Born into a family of traditional chiefs of the Sakata tribe, in the Mai Ndombe province, near Kinshasa, Laurent Monsengwo, the son of a carpenter, was a brilliant student at the Kabwe Major Seminary where he studied philosophy. A few years later, he travelled to Rome where he was ordained to the priesthood at the age of 24.
The young priest soon became quite a figurehead among African Roman Catholic intellectuals. He was the first African doctor of Biblical Exegesis which he was awarded in 1971 and the first of his continent to become the special secretary of a Synod of Bishops in 2008. Later in 2021, he co-chaired with Pope Benedict XVI the synod on the New Evangelization.

Laurent Monsengwo’s cultural achievements are impressive. He spoke more than 12 languages including his mother tongue Kisakata and also the Congo’s main linguae francae, Lingala and Swahili beside those of the Belgian colonizers: French and Dutch. In addition, he learnt Italian, German, Spanish and Portuguese. He was also familiar with the languages of the Scriptures: Hebrew, Aramaic, Syriac, Greek and Latin. Moreover, Laurent Monsengwo composed pieces of organ music and celebrated Holy Mass according to the Zairian ritual which includes dancing in accordance with the inculturation theology he was promoting to spread the Gospel in Africa.
After he was consecrated bishop by John-Paul II in 1980, Mgr. Monsengwo became archbishop of Kisangani and later of the capital, Kinshasa until 2018. In 2010, Benedict XVI made him a cardinal. He also acquired an international dimension after he became the chairman of Zaire’s bishops’ conference, was elected chairman of the symposium of bishops conferences of Africa and Madagascar and chairman of Pax Christi International.

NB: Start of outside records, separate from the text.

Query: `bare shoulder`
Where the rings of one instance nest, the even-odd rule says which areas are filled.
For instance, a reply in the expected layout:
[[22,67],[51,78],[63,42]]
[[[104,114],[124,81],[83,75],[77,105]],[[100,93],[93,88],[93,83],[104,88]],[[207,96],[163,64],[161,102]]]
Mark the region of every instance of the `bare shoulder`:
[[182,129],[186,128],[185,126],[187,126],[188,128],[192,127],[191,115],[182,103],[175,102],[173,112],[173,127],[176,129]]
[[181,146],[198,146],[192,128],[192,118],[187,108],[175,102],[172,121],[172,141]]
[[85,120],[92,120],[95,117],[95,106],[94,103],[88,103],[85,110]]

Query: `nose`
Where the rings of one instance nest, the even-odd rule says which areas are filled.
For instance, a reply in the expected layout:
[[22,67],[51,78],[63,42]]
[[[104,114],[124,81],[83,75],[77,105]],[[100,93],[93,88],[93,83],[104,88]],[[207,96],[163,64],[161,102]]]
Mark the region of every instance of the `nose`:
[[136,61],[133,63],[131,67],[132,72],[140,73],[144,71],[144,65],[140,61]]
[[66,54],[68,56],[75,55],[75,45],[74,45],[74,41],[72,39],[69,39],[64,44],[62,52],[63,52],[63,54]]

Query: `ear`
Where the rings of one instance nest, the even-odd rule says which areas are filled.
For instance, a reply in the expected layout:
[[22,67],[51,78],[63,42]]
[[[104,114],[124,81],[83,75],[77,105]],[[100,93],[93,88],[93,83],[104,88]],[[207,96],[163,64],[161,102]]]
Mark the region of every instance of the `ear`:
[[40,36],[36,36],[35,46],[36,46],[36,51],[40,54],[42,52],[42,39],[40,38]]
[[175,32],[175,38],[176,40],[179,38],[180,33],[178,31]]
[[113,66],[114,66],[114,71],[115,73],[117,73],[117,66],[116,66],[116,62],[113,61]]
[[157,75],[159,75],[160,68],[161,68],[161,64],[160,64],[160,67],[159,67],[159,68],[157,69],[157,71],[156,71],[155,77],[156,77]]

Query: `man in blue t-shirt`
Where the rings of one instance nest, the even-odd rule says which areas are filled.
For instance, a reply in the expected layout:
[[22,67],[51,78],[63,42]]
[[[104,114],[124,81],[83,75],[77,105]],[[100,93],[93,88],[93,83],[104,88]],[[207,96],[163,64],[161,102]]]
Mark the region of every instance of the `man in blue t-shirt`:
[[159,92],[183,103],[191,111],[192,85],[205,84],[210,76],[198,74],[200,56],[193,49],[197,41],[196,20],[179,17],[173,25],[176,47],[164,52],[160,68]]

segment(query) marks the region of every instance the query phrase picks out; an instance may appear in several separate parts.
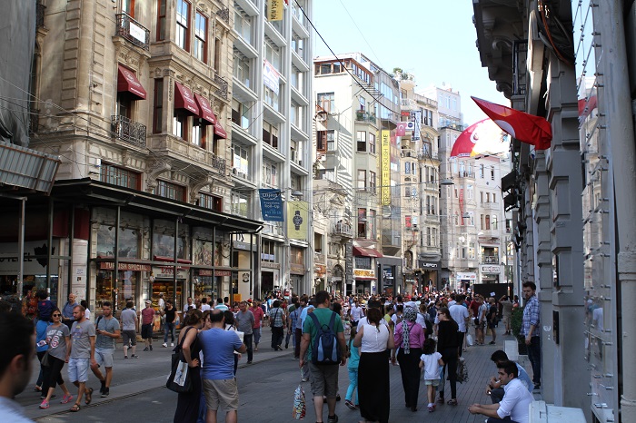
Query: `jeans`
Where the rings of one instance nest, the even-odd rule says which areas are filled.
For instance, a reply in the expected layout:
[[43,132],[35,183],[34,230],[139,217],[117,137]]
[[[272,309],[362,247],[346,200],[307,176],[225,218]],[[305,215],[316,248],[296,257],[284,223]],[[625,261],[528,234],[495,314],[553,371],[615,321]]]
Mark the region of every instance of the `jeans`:
[[532,382],[541,385],[541,337],[532,337],[528,346],[528,359],[532,365]]
[[344,399],[352,401],[352,397],[353,396],[353,390],[355,390],[355,400],[352,401],[354,405],[358,404],[358,368],[348,368],[349,369],[349,388],[347,389],[347,395],[344,396]]
[[252,349],[252,337],[253,336],[253,333],[244,334],[243,336],[243,343],[245,344],[245,347],[247,347],[247,361],[252,361],[252,359],[253,358],[253,350]]
[[165,322],[164,327],[164,343],[168,343],[168,331],[170,332],[171,342],[174,343],[174,323]]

He also represented Africa in the College of Cardinals appointed by Pope Francis to reform the Curia.

In many ways, Mgr. Monsengwo played a pivotal role in the Roman Catholic Church on the African continent. But his political involvement in Congo itself provided him with even more visibility and celebrity. Indeed, as a promoter of the basic ecclesial communities which were spreading all over the country, Mgr. Monsengwo became one of the main authors of the Roman Catholic bishops’ memo which urged Mobutu to abandon the single-party system and pave the way for a democratic state. In 1991, he acquired a leading political role when he was elected chairman of the Sovereign National Conference, whose task was to lead the democratic transition, while exposing at the same time, the properties misappropriated by the Mobutuist tycoons and cronies. Eventually, Laurent Monsengwo was elected chairman of the transition parliament called the Higher Council of the Republic. From this position, between of 1992 and 1996, he tried but did not succeed to force Mobutu to leave power in a very tense period. Those were the times of the massacre of Christian activists by Mobutu’s security forces during a peaceful demonstration for democracy on 16 February 1992.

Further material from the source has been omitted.